4Meinst du wegen deiner Gottesfurcht strafe er dich und gehe mit dir ins Gericht?

5Nein, deine Bosheit ist zu groß, und deiner Missetaten ist kein Ende.

6Du hast etwa deinem Bruder ein Pfand genommen ohne Ursache; du hast den Nackten die Kleider ausgezogen;

7du hast die Müden nicht getränkt mit Wasser und hast dem Hungrigen dein Brot versagt;

8du hast Gewalt im Lande geübt und prächtig darin gegessen;

9die Witwen hast du leer lassen gehen und die Arme der Waisen zerbrochen.

10Darum bist du mit Stricken umgeben, und Furcht hat dich plötzlich erschreckt.

11Solltest du denn nicht die Finsternis sehen und die Wasserflut, die dich bedeckt?

12Ist nicht Gott hoch droben im Himmel? Siehe, die Sterne an droben in der Höhe!

13Und du sprichst: “Was weiß Gott? Sollte er, was im Dunkeln ist, richten können?

14Die Wolken sind die Vordecke, und er sieht nicht; er wandelt im Umkreis des Himmels.”

15Achtest du wohl auf den Weg, darin vorzeiten die Ungerechten gegangen sind?

16die vergangen sind, ehe denn es Zeit war, und das Wasser hat ihren Grund weggewaschen;

17die zu Gott sprachen: “Hebe dich von uns! was sollte der Allmächtige uns tun können?”

18so er doch ihr Haus mit Gütern füllte. Aber der Gottlosen Rat sei ferne von mir.

19Die Gerechten werden es sehen und sich freuen, und der Unschuldige wird ihrer spotten:

20“Fürwahr, unser Widersacher ist verschwunden; und sein Übriggelassenes hat das Feuer verzehrt.”

21So vertrage dich nun mit ihm und habe Frieden; daraus wird dir viel Gutes kommen.

22Höre das Gesetz von seinem Munde und fasse seine Reden in dein Herz.

23Wirst du dich bekehren zu dem Allmächtigen, so wirst du aufgebaut werden. Tue nur Unrecht ferne hinweg von deiner Hütte

24und wirf in den Staub dein Gold und zu den Steinen der Bäche das Ophirgold,

25so wird der Allmächtige dein Gold sein und wie Silber, das dir zugehäuft wird.

26Dann wirst du Lust haben an dem Allmächtigen und dein Antlitz zu Gott aufheben.

27So wirst du ihn bitten, und er wird dich hören, und wirst dein Gelübde bezahlen.
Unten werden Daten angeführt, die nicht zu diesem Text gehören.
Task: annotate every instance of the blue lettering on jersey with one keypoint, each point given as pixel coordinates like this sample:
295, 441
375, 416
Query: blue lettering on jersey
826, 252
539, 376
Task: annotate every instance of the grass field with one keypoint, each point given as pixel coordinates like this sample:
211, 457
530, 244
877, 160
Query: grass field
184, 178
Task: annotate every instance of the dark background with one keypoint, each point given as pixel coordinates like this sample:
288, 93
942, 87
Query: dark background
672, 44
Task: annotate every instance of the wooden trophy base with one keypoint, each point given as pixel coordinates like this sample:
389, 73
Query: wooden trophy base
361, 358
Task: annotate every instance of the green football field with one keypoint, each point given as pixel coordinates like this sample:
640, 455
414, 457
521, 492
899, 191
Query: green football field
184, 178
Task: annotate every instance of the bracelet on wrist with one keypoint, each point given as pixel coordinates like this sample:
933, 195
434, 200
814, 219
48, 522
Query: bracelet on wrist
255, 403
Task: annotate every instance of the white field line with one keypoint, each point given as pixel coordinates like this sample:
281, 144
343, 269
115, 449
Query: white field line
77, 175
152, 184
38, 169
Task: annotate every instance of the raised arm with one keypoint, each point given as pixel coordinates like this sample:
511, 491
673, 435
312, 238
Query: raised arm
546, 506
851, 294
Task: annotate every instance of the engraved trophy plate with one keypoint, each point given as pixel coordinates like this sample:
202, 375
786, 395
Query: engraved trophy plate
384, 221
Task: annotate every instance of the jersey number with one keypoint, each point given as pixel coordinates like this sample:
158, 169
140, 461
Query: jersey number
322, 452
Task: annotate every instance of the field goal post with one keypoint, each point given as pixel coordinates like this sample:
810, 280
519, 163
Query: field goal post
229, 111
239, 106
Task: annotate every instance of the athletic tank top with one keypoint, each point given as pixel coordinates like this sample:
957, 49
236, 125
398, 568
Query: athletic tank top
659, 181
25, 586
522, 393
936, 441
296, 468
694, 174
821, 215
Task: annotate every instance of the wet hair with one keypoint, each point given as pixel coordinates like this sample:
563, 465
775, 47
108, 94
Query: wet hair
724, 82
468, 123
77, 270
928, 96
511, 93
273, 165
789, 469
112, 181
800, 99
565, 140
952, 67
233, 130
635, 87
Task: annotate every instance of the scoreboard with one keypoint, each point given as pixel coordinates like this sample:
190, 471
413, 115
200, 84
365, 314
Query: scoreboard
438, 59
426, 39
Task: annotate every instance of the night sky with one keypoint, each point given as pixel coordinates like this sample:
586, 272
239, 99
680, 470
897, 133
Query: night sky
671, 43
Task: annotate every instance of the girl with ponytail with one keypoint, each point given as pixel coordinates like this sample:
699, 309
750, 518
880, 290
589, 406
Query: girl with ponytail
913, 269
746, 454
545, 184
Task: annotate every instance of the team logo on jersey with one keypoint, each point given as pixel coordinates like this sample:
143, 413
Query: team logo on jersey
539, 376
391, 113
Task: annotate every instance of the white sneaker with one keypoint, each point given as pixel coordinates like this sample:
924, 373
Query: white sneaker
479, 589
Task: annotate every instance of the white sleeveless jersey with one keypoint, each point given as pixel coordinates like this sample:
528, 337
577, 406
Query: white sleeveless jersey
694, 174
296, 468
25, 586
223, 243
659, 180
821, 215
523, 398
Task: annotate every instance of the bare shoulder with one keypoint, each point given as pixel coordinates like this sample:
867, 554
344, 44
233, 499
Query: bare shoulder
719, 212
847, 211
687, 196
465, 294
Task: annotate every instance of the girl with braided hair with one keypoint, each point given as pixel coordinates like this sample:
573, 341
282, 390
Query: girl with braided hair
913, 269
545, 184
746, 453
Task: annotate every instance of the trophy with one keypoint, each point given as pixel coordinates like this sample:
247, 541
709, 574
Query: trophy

28Was du wirst vornehmen, wird er dir lassen gelingen; und das Licht wird auf deinem Wege scheinen.

29Denn die sich demütigen, die erhöht er; und wer seine Augen niederschlägt, der wird genesen.

30Auch der nicht unschuldig war wird errettet werden; er wird aber errettet um deiner Hände Reinigkeit willen.